I Vicini Scomodi, libro di Roberto Matatia sulla triste storia della sua famiglia (Giuntina, 10 euro)

ROMA – Camelia Matatia, l’Anna Frank italiana. Nel libro I Vicini Scomodi, Roberto Matatia ha ricostruito la vicenda della sua famiglia, i Matatia, una famiglia di ebrei che avevano una villa accanto alla casa al mare di Benito Mussolini (per questo “i vicini scomodi) e che fu sterminata dai nazisti, con la collaborazione determinante dei fascisti repubblichini.

Nella storia dei Matatia spicca la tragedia di Camelia, che aveva diciassette anni quando riuscì a scrivere una lettera struggente al suo fidanzatino Mario, prima che i repubblichini la consegnassero ai nazisti, destinazione Auschwitz.

Lettera scritta il primo dicembre 1943, indirizzata a Mario. Scrive Oliviero La Stella sul Messaggero:

“Colpisce la calligrafia accurata, che non tradisce le circostanze drammatiche in cui la lettera è stata in tutta fretta vergata. I fascisti sono piombati in casa per arrestare Camelia Matatia, la madre Matilde e il fratello maggiore Beniamino. Sono ebrei, si sono rifugiati a Savigno, un paese vicino a Bologna, ritenendolo un posto sicuro. I miliziani repubblichini hanno detto che verranno portate in un campo di lavoro e hanno concesso ai tre qualche minuto per prendere abiti e oggetti essenziali. Camelia ne approfitta per scrivere a Mario. Ma quella dei repubblichini è una menzogna: i Matatia sono destinati ad Auschwitz”.

Scrive Camelia Matatia nella lettera al “moroso” Mario:

«Il focolare della mia casa ormai è spento. Però non ho paura, sai? So di non avere nulla da rimproverarmi se non di essere nata con un marchio disgraziato. E di questo io non ho colpa. Sarei stata tanto felice di rivederti, ma io non ho mai avuto troppa fortuna. Forse sarebbe stato troppo bello, l’ho desiderato tanto! Il nostro passato è stato così breve, era colmo di tanto azzurro come un lembo di cielo. Ma al di là c’era l’ignoto».

Parole d’addio di una persona che sta per andare a morire, in una lettera buttata da un camion in corsa, con la remota speranza che arrivi al destinatario.
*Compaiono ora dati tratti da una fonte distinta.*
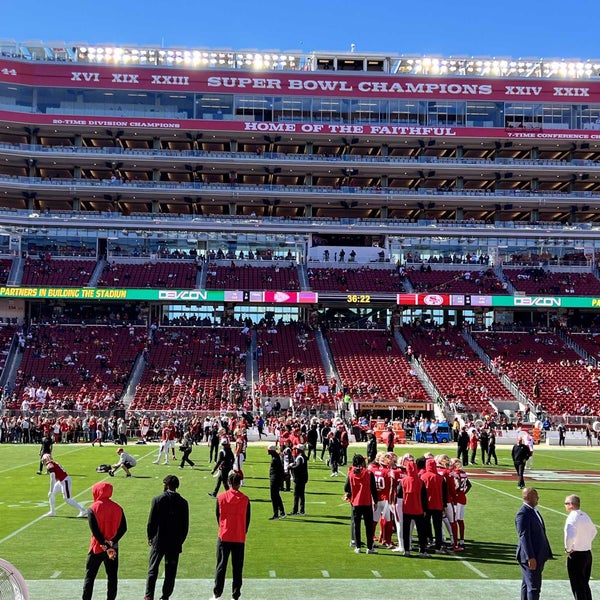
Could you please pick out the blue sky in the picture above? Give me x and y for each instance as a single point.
(516, 28)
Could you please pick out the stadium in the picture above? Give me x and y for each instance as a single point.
(197, 232)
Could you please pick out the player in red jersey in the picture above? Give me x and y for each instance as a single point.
(463, 485)
(239, 452)
(167, 440)
(449, 519)
(382, 513)
(396, 474)
(60, 482)
(145, 428)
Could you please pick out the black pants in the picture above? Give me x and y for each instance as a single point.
(520, 469)
(421, 531)
(214, 452)
(91, 570)
(224, 549)
(473, 455)
(435, 519)
(171, 561)
(485, 453)
(579, 568)
(363, 513)
(186, 458)
(224, 473)
(276, 500)
(299, 487)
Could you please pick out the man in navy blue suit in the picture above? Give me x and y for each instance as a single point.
(533, 549)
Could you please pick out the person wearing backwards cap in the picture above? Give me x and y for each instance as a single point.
(276, 476)
(126, 462)
(60, 482)
(224, 464)
(299, 470)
Eppure andava tutto a gonfie vele nel 1937, quando Nissim Matatia, ebreo originario dell’isola jonica di Corfù, grazie all’attività di venditore di pellicce a Forlì si era potuto permettere l’acquisto di uno status symbol come una villa a mare a Riccione, accanto a quella di Mussolini. Vacanze e relax con moglie e tre figli. Ma Nissim non aveva fatto i conti con la polizia, che già un anno prima dell’approvazione delle leggi razziali, fa fortissime pressioni su Matatia perché se ne vada più lontano possibile dal suo illustre vicino di casa: il Duce non può trascorrere le sue giornate di mare romagnolo accanto a una famiglia di ebrei.

Nissim resiste finché nel 1939 la sua casa al mare non sarà espropriata dal Comune di Riccione in cambio di pochi spiccioli. Il pellicciaio si accorgerà troppo tardi di combattere una battaglia impossibile, mentre la vita degli ebrei in Italia diventa di anno in anno più impossibile. Finché dopo l’armistizio dell’8 settembre 1943 e la nascita della Repubblica Sociale Italiana, iniziano le deportazioni di massa verso i campi di concentramento.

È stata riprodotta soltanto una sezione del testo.